Single by Rodriguez

from the album Cold Fact
- A-side: "Sugar Man"
- B-side: "Inner City Blues"
- Released: 1970
- Recorded: August–September 1969
- Length: 3:45
- Label: Sussex
- Songwriter(s): Sixto Rodriguez
- Producer(s): Mike Theodore; Dennis Coffey;

Rodriguez singles chronology
| "I'll Slip Away" (1967) | "Sugar Man" (1970) | "Inner City Blues" (1970) |

= Sugar Man (song) =

1970 song by Rodriguez

"Sugar Man" is a song written and recorded by Sixto Rodriguez in August–September 1969 and released on his debut studio album, Cold Fact, in 1970.
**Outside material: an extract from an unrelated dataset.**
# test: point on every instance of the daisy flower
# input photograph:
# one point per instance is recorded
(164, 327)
The song was banned by the South African government in the 1970s because of drug references in the lyrics, with records scratched to prevent radio airplay.

==Covers==
In 1998 the band Just Jinjer played the song in concert while supporting U2, and included a recording on their 2001 Greatest Hits album.
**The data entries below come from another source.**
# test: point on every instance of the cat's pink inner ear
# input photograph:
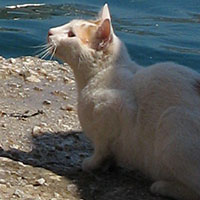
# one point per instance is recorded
(105, 13)
(104, 31)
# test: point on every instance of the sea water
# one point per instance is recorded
(154, 31)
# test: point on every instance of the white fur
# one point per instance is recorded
(146, 118)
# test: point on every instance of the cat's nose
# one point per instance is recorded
(50, 33)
In 2013, during their first-ever shows in South Africa, the birthplace of lead singer Dave Matthews, Dave Matthews Band covered the song. They also included it on setlists throughout their 2014 Summer Tour. On June 21, 2022 at Pine Knob Music Theatre, Matthews met Rodriguez for the first time, and covered the song again in his honor.

==Samples==
In 2001 Nas sampled the song in "You're Da Man" on his album Stillmatic.

==Remixes==
===David Holmes===
In 2003 DJ and producer Holmes remixed the song for his album Come Get It I Got It.

===Yolanda Be Cool & DCUP===

A remix of "Sugar Man" by Australian band Yolanda Be Cool and producer DCUP was released on 28 November 2014 by Australian independent label Sweat It Out. The song peaked at number 15 on the ARIA Charts and was certified platinum by the Australian Recording Industry Association for shipments exceeding 70,000 copies.

====Background====
Following the success of "We No Speak Americano" in 2010, Matt Handley and Andrew Stanley (Yolanda Be Cool), and Duncan Maclennan (DCUP) found themselves in huge demand, travelling the world performing.
Handley said, "We always intended to do more tunes together, but we just never seemed to be able to be in the same room for long enough. Then Duncan moved to Melbourne and for a while, I guess we just did our own thing."
Maclennan takes up the story, "As much as we wanted to do more tunes together, apart from finding the time, we also knew that finding a sample with the same magic as 'Americano' was a must. We didn't want to just put out tunes for the sake of it. Fast forward to now, and it just felt right to get back in the studio. We had been passing sample ideas back and forth for a while and we all just fell in love with 'Sugar Man'. It felt right."

====Music video====
A music video to accompany the release of "Sugar Man" was first released on YouTube on 25 November 2014 with a total length of three minutes and fourteen seconds.

====Track listing====

Digital download
| No. | Title | Length |
|---|---|---|
| 1. | "Sugar Man" (radio edit) | 3:03 |

Digital download — Remixes
| No. | Title | Length |
|---|---|---|
| 1. | "Sugar Man" (club mix) | 5:51 |
| 2. | "Sugar Man" (Vanilla Ace & Dharkfunkh Remix) | 6:51 |
| 3. | "Sugar Man" (Generik Remix) | 6:31 |
| 4. | "Sugar Man" (Mason Remix) | 5:40 |
| 5. | "Sugar Man" (Indian Summer Remix) | 4:16 |
| 6. | "Sugar Man" (POOLCLVB Remix) | 4:43 |
| 7. | "Sugar Man" (original mix) | 4:01 |

====Charts====

| Chart (2015) | Peak position |
|---|---|
| Australia (ARIA) | 15 |

====Certifications====

| Region | Certification | Certified units/sales |
| Australia (ARIA) | Platinum | 70,000^{^} |
^{^} Shipments figures based on certification alone.

====Release history====

| Country | Release date | Format | Label |
|---|---|---|---|
| Australia | 28 November 2014 | Digital download | Sweat It Out! (SWEATDS138) |

==Movies==
- The 2006 film Candy features the song.
- The 2012 BAFTA and Academy Award winning documentary Searching for Sugar Man features the song and its name references the song.